Tomorrow the daughter at the hospital will be calling in all the able bodied family members to help haul the heavy tables and chairs her more frail volunteers can't handle; Saturday night will be one of the big fundraisers the hospital's development council puts on. We'll all attend or help in some other capacity. Sunday the other daughter and helpers of the little kid's church group will lead them in songs at the Palm Sunday service. We'll bake goodies next Saturday for the Easter morning breakfast. In between, I have my grandson's school play on the calendar. My mother-in-law will have a ceremony the next weekend dedicating a stone where the store and center of the community she grew up in stood . She has asked my husband and I to play something. He will be in good shape after practicing to play the Star Spangled banner Saturday night at the hospital.
Because the grandchildren are young, after our extended family Easter dinner, we will hunt eggs in our gutter connect greenhouse....that way the farm dogs won't get the eggs before the kids do, and we have a better chance of remembering where we hid them.

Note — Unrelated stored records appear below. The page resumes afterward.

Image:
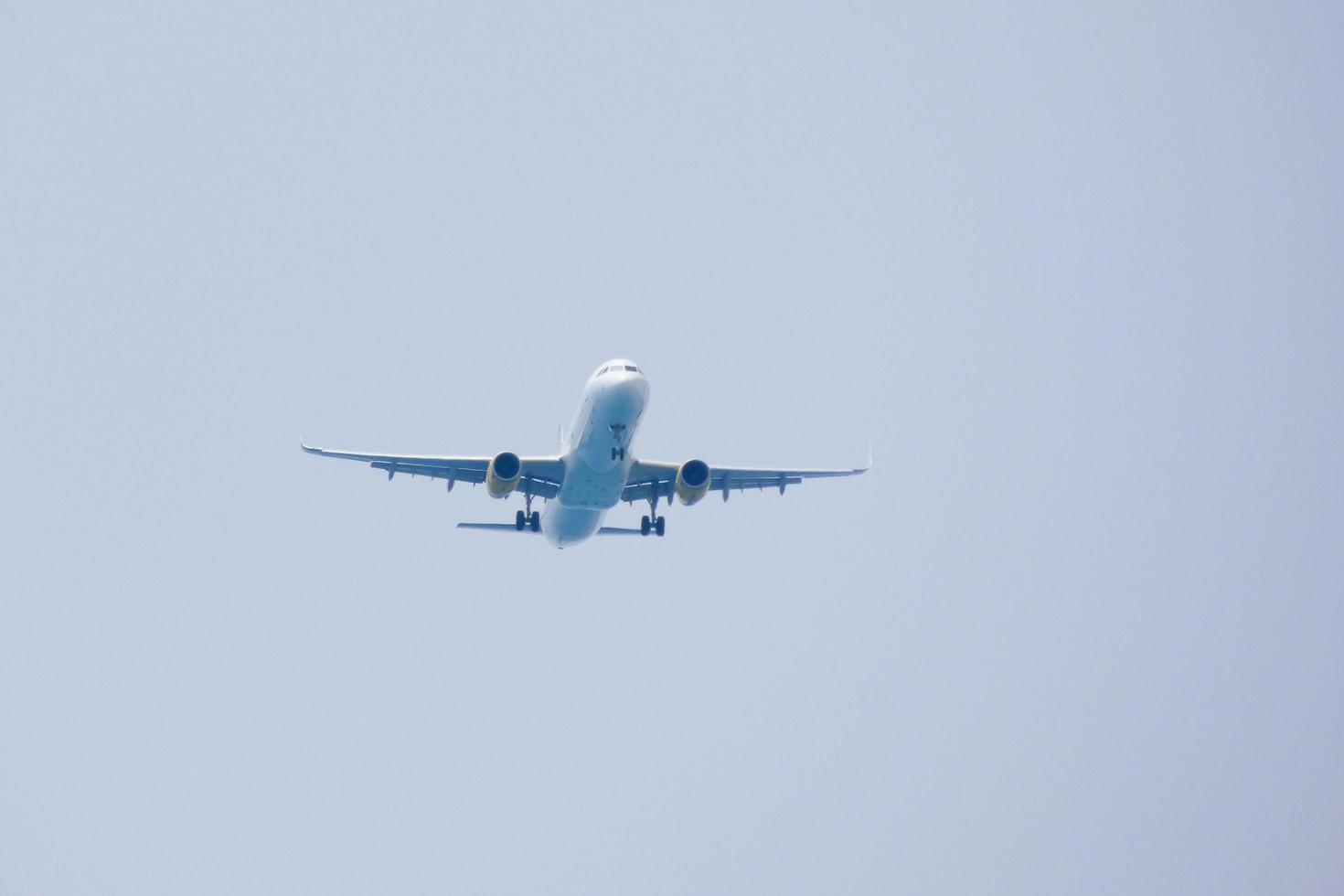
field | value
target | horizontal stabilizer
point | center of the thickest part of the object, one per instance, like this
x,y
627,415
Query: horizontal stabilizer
x,y
500,527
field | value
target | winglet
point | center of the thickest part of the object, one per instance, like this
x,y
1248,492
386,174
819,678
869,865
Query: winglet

And the point of that litany? The point is we have a stake in the success of our homes, our businesses and our community. We've been here for years and hope to stay, raising the next generation and praying a few of them will be able to call Tarkio home. I am certain you truly believe you are making life better for lots of folks. But we're used to taking responsibility for ourselves and I'm not convinced you've made it better for us. And I know for certain paying for everyone's health will not make life easier for my kids and grandkids. I don't have to be a Harvard grad or the President to know that.